09:32	<MikeSmith>	hsivonen: yeah, understood
09:33	<MikeSmith>	I'm happy to help with, at the very least, dealing with some of the low-hanging fruit
09:33	<MikeSmith>	as far a v.nu bugs
09:33	zcorpan	wonders how to ensure that text doesn't use non-XML 1.0 Char characters in a text-based CMS
09:33	<hsivonen>	MikeSmith: I very much appreciate your help. The recent fixes have been great.
09:34	<hsivonen>	zcorpan: run everything through a magic regexp?
09:35	<zcorpan>	i guess
09:37	<Philip`>	zcorpan: Remove all non-ASCII characters, and all below 0x20
09:38	<Philip`>	Alternatively: Don't try to stop people inputting non-XML 1.0 Char characters
09:38	<jgraham>	zcorpan: html5lib has a big regexp somewhere
09:38	<Philip`>	and just make sure you deal with the issue when outputting to XML
09:38	<zcorpan>	Philip`: i need non-ascii characters
09:38	<jgraham>	zcorpan: Why are you trying to produce AML with a text-based CMS?
09:38	<jgraham>	*XML
09:38	<Philip`>	(because otherwise you'll forget to validate some of the input, and get invalid text in your database, and then it'll be a pain to get rid of)
09:39	<zcorpan>	jgraham: i want to have an Atom feed and the CMS i have is text-based
09:39	<jgraham>	s/somewhere/in ihatexml.py/
09:39	<zcorpan>	lol
09:39	<Philip`>	Escape on output, it's the only way to be sure :-)
09:40	<jgraham>	zcorpan: I feel there must be a "now I have two problems" type comment in here somewhere
09:41	<MikeSmith>	heh
10:19	<MikeSmith>	http://www.whatwg.org/specs/web-apps/current-work/multipage/editing.html#spelling-and-grammar-checking
10:20	<MikeSmith>	"The spellcheck attribute is an enumerated attribute whose keywords are the empty string, true and false."
10:21	<MikeSmith>	so <p spellcheck>foo</p> should be invalid, right?
10:21	<Philip`>	That looks like an empty string to me
10:21	<MikeSmith>	but <p spellcheck="">foo</p> is valid
10:21	<MikeSmith>	Philip`: <p spellcheck> is the same as empty string?
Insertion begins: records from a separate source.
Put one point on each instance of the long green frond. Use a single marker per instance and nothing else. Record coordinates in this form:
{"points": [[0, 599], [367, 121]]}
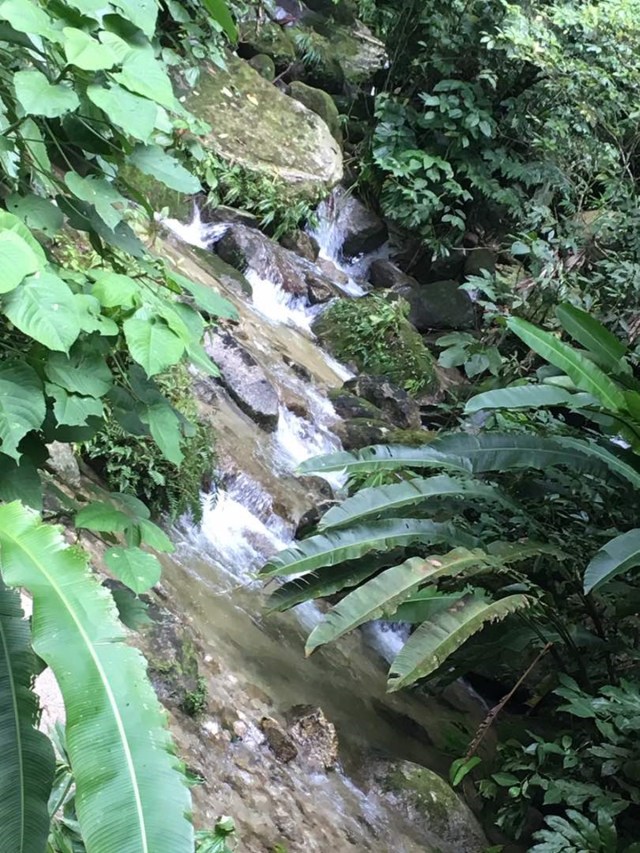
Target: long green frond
{"points": [[131, 797], [26, 756]]}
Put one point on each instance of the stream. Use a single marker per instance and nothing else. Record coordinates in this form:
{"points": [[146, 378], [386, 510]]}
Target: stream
{"points": [[252, 661]]}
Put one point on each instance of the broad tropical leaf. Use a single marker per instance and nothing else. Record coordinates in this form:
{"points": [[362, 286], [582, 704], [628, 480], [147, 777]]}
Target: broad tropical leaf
{"points": [[117, 742], [387, 499], [328, 581], [582, 371], [434, 641], [383, 458], [340, 545], [617, 556], [594, 337], [26, 761], [527, 397], [380, 597]]}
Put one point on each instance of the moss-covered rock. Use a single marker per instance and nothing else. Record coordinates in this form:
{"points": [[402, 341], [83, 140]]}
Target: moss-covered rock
{"points": [[253, 124], [429, 799], [319, 102], [375, 335]]}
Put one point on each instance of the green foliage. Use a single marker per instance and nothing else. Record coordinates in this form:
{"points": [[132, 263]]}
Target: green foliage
{"points": [[374, 333], [264, 196]]}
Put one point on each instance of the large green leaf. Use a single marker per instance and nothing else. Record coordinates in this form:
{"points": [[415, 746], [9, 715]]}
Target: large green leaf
{"points": [[84, 371], [135, 115], [340, 545], [17, 260], [327, 581], [152, 160], [85, 52], [388, 499], [594, 337], [383, 458], [617, 556], [37, 96], [378, 598], [434, 641], [134, 567], [581, 370], [43, 308], [22, 404], [152, 343], [219, 11], [26, 760], [99, 192], [527, 397], [130, 797]]}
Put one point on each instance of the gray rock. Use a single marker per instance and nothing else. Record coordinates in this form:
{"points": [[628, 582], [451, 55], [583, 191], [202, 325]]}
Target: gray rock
{"points": [[429, 801], [63, 463], [244, 379], [392, 400], [363, 230], [280, 742], [315, 736], [385, 274], [254, 125], [440, 305]]}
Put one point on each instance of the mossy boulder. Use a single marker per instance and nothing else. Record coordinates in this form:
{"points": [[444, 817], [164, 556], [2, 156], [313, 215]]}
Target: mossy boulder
{"points": [[320, 103], [375, 335], [253, 124], [430, 800]]}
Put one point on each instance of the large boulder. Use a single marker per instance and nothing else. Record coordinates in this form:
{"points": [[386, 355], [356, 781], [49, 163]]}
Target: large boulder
{"points": [[247, 249], [254, 125], [363, 230], [244, 379], [440, 305], [320, 103], [430, 802], [393, 401]]}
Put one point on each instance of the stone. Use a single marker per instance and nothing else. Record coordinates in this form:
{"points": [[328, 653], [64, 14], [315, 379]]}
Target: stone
{"points": [[244, 379], [385, 274], [264, 65], [348, 405], [302, 244], [259, 128], [64, 464], [280, 742], [441, 305], [479, 260], [433, 803], [248, 249], [315, 736], [321, 103], [394, 401], [363, 230]]}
10:21	<Philip`>	The tokeniser doesn't make any distinction between those two cases, unless I'm horribly mistaken
10:21	<MikeSmith>	OK
10:21	<Philip`>	and I'm pretty sure I'm not horribly mistaken
10:21	<Philip`>	though I could be wrong about that
10:21	<jfkthame>	Philip`: are you the one behind http://fonts.philip.html5.org/ by any chance?
10:22	<Philip`>	jfkthame: I am
10:22	<MikeSmith>	hsivonen: <p spellcheck> vs. <p spellcheck=""> ?
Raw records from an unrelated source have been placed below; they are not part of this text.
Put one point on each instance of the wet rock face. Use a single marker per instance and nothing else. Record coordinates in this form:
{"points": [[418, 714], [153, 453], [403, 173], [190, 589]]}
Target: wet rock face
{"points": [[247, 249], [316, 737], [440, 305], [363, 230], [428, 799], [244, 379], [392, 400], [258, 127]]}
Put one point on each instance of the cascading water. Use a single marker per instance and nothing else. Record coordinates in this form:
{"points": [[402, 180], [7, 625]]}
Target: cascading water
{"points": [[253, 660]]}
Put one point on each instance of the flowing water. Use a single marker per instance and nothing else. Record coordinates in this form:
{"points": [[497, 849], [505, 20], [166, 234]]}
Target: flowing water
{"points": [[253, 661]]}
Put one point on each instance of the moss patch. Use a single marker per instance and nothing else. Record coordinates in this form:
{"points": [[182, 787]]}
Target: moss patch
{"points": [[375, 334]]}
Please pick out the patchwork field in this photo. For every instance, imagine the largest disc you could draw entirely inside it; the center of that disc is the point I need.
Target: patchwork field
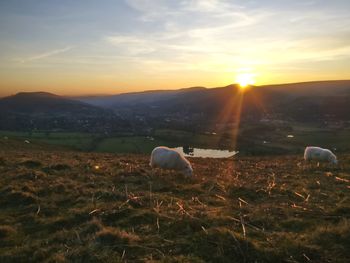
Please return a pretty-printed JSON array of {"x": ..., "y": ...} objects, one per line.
[{"x": 59, "y": 206}]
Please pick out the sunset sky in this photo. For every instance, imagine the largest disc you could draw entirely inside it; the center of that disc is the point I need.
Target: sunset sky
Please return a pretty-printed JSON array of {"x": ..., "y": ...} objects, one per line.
[{"x": 75, "y": 47}]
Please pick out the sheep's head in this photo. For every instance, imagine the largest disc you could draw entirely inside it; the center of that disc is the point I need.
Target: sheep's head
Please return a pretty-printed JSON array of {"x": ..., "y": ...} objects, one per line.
[
  {"x": 333, "y": 159},
  {"x": 188, "y": 171}
]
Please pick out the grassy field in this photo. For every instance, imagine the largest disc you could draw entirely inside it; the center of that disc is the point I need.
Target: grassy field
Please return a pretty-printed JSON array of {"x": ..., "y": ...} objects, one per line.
[
  {"x": 252, "y": 140},
  {"x": 59, "y": 206}
]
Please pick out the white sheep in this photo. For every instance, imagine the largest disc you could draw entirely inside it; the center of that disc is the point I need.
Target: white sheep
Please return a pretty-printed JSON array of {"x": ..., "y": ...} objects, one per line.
[
  {"x": 167, "y": 158},
  {"x": 319, "y": 154}
]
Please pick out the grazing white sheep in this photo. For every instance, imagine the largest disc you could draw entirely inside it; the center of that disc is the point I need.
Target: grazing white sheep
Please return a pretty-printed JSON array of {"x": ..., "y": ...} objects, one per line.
[
  {"x": 319, "y": 154},
  {"x": 167, "y": 158}
]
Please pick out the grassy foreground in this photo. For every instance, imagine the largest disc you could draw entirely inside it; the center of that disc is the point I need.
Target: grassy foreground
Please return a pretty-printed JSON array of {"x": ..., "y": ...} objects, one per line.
[{"x": 58, "y": 206}]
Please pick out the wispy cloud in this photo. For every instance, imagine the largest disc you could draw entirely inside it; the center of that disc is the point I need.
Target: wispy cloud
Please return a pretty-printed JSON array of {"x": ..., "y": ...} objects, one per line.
[{"x": 44, "y": 55}]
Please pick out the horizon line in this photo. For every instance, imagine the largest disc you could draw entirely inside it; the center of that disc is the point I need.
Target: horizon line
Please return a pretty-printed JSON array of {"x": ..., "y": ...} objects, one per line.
[{"x": 159, "y": 90}]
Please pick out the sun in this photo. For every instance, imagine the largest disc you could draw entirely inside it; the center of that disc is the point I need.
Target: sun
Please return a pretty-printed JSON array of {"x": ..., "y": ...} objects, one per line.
[{"x": 245, "y": 79}]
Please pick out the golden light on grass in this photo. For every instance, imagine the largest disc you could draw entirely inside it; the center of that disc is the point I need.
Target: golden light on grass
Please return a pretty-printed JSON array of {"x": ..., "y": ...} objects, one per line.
[{"x": 245, "y": 79}]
10:22	<jfkthame>	Philip`: cool page! however, there's a problem with at least one of the fonts
10:22	<jfkthame>	please see https://bugzilla.mozilla.org/show_bug.cgi?id=487549
10:23	<Philip`>	jfkthame: "Not authorized"
10:23	<jfkthame>	aaarrrgghhh, sorry....
10:23	<Philip`>	jfkthame: You could CC me on the bug if you want :-)
10:24	<jfkthame>	bugzilla id?
10:24	<Philip`>	philip.taylor⊙ccau
10:24	<jgraham>	Has Philip` inadvertently found yet another browser security bug
10:24	<Philip`>	If I had to guess wildly, it would be that it crashes on OS X
10:24	<jfkthame>	right - due to an invalid kern table in one of the subsetted fonts
10:25	<jfkthame>	you're cc'd
10:27	<jfkthame>	we could potentially do some more validation, but it's not feasible to exhaustively test fonts before handing them over to the OS or font rendering library, so if that isn't completely robust, bad fonts will always be a risk
10:29	Philip`	wonders why his copy of the font doesn't look anything like a font, and then realises after several minutes that it's been gzipped
10:31	<jfkthame>	looking at the original PixAntiqua.ttf, i see that it has the apple-format kern table, and offhand it looks valid
10:31	<jfkthame>	i guess the subsetting code is at fault, then, when it strips out all the irrelevant kern pairs from the subset font
10:36	<jfkthame>	ah, looks like the problem is Kern.pm (from Font::TTF).... it always packs the kern table header in the old format, without checking the version number to see whether that's correct
10:37	Philip`	was coming to the same conclusion :-)
10:37	<Philip`>	Is kern table version 1 documented somewhere?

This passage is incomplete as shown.